Udacity, fast.ai, and others develop new PyTorch resources
PyTorch is ideal for teaching ML development because it enables rapid experimentation through its flexible, dynamic programming environment and user-friendly Pythonic interface. In addition, Google Colab now offers an interactive Jupyter Notebook environment that natively supports PyTorch, allowing developers to run any PyTorch tutorial immediately with free CPU and GPU resources.
University-level classes — including Stanford NLP, UC Berkeley Computer Vision, and Caltech Robotics courses — are now being taught on PyTorch. In addition, massive open online courses (MOOCs) are training thousands of new PyTorch developers.
Today, we’re announcing a new Udacity course, building upon the Intro to Deep Learning course launched last year. This new course, led by Andrew Trask of Oxford University and OpenMined, covers important concepts around privacy in AI, including methods such as differential privacy and federated learning. Facebook will also be providing scholarships to support students as they continue their ML education in Udacity’s full Nanodegree programs.

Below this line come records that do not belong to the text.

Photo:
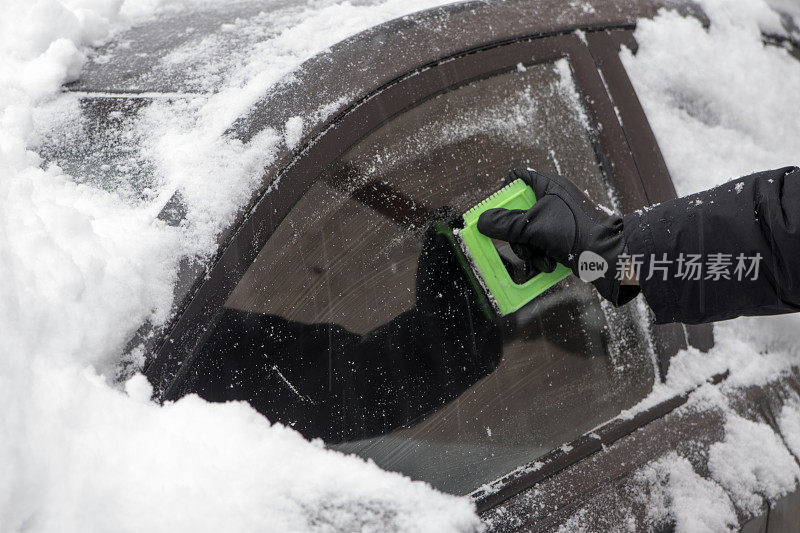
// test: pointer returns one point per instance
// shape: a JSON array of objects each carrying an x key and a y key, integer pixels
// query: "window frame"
[{"x": 626, "y": 155}]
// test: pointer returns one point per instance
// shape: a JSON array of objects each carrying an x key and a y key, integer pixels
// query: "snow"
[
  {"x": 676, "y": 494},
  {"x": 293, "y": 132},
  {"x": 84, "y": 263},
  {"x": 722, "y": 105},
  {"x": 752, "y": 463}
]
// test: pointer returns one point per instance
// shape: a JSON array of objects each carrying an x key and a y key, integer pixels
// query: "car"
[{"x": 537, "y": 416}]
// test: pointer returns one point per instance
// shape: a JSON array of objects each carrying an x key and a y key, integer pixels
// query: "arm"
[
  {"x": 755, "y": 219},
  {"x": 749, "y": 228}
]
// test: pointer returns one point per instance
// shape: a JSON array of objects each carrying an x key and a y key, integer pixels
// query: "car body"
[{"x": 564, "y": 428}]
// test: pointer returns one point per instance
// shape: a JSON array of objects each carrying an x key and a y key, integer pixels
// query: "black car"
[{"x": 318, "y": 308}]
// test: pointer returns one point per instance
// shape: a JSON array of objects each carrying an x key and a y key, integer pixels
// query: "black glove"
[{"x": 563, "y": 224}]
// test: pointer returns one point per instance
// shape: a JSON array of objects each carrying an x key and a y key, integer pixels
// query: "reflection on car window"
[{"x": 356, "y": 324}]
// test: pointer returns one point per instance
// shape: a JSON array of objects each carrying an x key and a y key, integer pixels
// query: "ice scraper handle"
[
  {"x": 564, "y": 225},
  {"x": 505, "y": 294}
]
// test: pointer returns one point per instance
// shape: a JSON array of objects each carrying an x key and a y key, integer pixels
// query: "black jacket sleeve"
[{"x": 745, "y": 237}]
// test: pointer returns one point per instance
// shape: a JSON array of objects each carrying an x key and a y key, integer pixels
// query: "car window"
[{"x": 355, "y": 324}]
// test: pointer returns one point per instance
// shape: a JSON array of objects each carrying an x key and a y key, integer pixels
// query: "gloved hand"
[{"x": 563, "y": 224}]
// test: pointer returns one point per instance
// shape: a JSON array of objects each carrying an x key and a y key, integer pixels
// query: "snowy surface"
[
  {"x": 85, "y": 262},
  {"x": 722, "y": 105}
]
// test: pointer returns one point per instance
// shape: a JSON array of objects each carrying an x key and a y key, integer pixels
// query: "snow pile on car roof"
[
  {"x": 722, "y": 105},
  {"x": 82, "y": 266}
]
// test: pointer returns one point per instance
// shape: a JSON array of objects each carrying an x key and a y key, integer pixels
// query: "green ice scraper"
[{"x": 505, "y": 295}]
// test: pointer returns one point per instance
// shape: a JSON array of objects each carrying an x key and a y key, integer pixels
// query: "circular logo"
[{"x": 591, "y": 266}]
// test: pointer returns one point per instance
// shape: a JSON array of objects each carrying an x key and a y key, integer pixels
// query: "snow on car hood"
[{"x": 85, "y": 263}]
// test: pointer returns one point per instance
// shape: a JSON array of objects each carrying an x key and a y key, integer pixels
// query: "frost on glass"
[
  {"x": 351, "y": 324},
  {"x": 98, "y": 141}
]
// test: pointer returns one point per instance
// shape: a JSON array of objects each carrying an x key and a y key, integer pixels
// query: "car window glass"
[{"x": 354, "y": 323}]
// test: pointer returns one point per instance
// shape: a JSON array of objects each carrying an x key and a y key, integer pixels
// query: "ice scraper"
[{"x": 504, "y": 294}]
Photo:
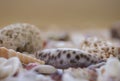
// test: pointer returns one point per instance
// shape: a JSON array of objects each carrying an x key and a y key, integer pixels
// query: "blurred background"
[{"x": 72, "y": 14}]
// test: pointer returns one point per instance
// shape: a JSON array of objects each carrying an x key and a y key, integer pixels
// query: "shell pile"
[{"x": 24, "y": 56}]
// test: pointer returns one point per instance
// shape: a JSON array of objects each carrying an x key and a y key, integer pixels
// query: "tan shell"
[{"x": 25, "y": 59}]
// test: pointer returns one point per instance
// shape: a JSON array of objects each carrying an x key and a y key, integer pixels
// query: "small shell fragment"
[{"x": 45, "y": 69}]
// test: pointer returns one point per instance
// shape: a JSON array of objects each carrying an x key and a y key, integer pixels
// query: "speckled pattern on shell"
[
  {"x": 67, "y": 57},
  {"x": 21, "y": 37}
]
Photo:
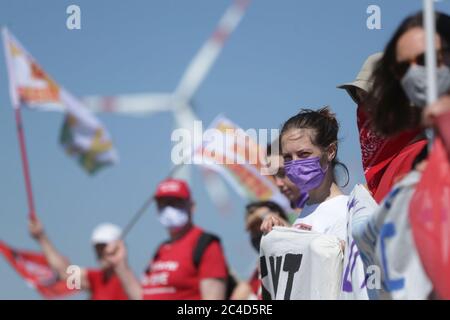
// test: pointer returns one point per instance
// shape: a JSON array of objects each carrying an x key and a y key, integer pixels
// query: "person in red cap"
[{"x": 189, "y": 266}]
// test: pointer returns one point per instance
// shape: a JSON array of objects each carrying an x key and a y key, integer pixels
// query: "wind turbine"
[{"x": 179, "y": 102}]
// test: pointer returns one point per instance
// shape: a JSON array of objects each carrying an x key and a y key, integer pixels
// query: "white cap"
[{"x": 106, "y": 233}]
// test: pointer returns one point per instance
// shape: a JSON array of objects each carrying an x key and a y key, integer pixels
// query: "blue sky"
[{"x": 285, "y": 55}]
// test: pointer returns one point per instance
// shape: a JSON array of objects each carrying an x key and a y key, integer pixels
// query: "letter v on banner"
[{"x": 19, "y": 124}]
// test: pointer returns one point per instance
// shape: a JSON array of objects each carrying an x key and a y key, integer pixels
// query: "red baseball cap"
[{"x": 173, "y": 188}]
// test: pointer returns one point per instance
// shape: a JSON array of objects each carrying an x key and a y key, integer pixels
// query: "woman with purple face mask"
[{"x": 309, "y": 146}]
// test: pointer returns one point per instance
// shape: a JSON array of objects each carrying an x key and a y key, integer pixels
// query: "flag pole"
[
  {"x": 430, "y": 57},
  {"x": 15, "y": 101},
  {"x": 25, "y": 165},
  {"x": 144, "y": 207}
]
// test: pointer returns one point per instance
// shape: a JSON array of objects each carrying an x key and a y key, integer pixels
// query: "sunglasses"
[{"x": 401, "y": 68}]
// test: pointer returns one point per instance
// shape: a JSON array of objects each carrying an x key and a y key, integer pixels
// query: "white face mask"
[
  {"x": 415, "y": 84},
  {"x": 173, "y": 218}
]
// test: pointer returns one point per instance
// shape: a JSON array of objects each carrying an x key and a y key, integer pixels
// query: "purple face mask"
[{"x": 307, "y": 174}]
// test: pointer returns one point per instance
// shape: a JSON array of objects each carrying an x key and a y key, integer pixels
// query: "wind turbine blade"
[
  {"x": 132, "y": 104},
  {"x": 205, "y": 58}
]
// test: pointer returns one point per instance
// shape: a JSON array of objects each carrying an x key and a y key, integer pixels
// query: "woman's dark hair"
[
  {"x": 387, "y": 103},
  {"x": 325, "y": 126},
  {"x": 272, "y": 206}
]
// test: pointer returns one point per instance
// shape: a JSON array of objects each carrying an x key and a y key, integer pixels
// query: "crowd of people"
[{"x": 392, "y": 116}]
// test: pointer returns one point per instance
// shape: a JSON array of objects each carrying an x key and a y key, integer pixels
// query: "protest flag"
[{"x": 34, "y": 269}]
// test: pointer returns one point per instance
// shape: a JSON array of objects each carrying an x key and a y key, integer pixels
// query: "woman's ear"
[{"x": 332, "y": 151}]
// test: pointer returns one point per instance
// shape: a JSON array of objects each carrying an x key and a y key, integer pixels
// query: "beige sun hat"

The fast.ai community is also continuing to invest energy and resources in PyTorch. In June, fast.ai will launch a new course called Deep Learning from the Foundations, which will show developers how to go all the way from writing matrix multiplication from scratch to how to train and implement a state-of-the-art ImageNet model. The course will include deep dives into the underlying implementation of methods in the PyTorch and fast.ai libraries, and will use the code to explain and illustrate the academic papers that underlie these methods.
As part of the course, fast.ai will also release new software modules, including fastai.audio, which brings the power of fast.ai’s deep abstractions and curated algorithms to the new PyTorch.audio module, and show how fastai.vision can be used to create stunning high-resolution videos from material such as old classic movies, and from cutting-edge microscopy sequences through a collaboration with the Salk Institute. In addition, fast.ai is contributing its new X-ResNet module, including a suite of models pretrained on ImageNet.
Getting started with PyTorch
Everyone in the AI community — including those new to ML development as well as researchers and engineers looking for ways to accelerate their end-to-end workflows — can experiment with PyTorch instantly by visiting pytorch.org and launching a tutorial in Colab. There are also many easy ways to get started both locally and on popular cloud platforms.